It sounds like home.
It’s a morning walk on a Norfolk beach,
wind strewing salty seaweed
like hair on a northerly breeze.
The flatness hid the traces.
It was a sea henge with an upturned oak stump
at the centre of a Bronze Age ring of trunks:
fifty-five split and ancient hearts of oak.
And hearts were split.
Some thought of knowledge and archaeology,
while others clung to tourism and money,
and some believed in its sanctity.
A burial site open to sky and sea.
The trees had been felled in spring or early
summer, the labour of a whole community,
working together on the salt marsh.
Over four thousand years,
it had shifted to the beach,
hidden among sand and peat –
until an axe head gave it away.
Kim M. Russell, 25th January 2021
My response to earthweal weekly challenge: Deep Time
Brendan says that we ‘live amid aeons’ and tells us about the sand beneath his house, the Appalachian mountains, and water about 25 thousand years old. He writes about our 3- million-year legacy of homonid existence and mammals dating back 200 million years, goes even further into time and space and then returns to the ‘deep time’ of the underland, which he describes as ‘a radical perspective, provoking us to action not apathy.’

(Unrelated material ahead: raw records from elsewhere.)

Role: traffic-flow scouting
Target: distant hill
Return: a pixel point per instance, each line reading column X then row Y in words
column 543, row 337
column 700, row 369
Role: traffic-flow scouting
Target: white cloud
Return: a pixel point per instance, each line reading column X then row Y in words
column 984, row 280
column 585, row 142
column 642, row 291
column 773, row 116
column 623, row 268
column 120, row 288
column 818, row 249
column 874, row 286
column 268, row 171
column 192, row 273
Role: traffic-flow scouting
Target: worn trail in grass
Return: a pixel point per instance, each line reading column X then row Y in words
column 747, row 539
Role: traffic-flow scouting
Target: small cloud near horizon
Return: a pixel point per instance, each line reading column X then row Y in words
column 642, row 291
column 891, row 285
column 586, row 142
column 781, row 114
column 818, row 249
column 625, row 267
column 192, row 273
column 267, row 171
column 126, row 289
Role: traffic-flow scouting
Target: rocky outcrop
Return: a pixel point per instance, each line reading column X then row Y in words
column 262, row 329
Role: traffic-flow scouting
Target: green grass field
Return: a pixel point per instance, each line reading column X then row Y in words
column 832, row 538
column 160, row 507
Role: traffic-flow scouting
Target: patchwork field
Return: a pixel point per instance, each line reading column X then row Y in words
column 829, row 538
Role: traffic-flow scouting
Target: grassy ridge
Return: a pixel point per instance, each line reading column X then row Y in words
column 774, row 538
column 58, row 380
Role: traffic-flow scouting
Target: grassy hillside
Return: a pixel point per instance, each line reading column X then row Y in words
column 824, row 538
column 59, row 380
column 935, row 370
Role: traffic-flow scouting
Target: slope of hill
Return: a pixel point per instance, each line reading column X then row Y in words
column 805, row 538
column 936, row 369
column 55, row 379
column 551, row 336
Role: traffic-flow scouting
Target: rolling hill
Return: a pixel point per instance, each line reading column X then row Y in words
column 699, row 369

Brendan wants to see what happens when we focus our poetic eyes on the presence of deep time. He asks about places where we have experienced it, such as a beach or primeval forest, and invites us to observe places in which ‘time is inverted, a life becomes aeons and forever exhales in gasp’, whether geologic, glacial, human or poem.
Brendan has shared two poems to get us started: ‘Becoming a Forest’ by Ama Codjoe and ‘Formaggio’ by Louise Gluck.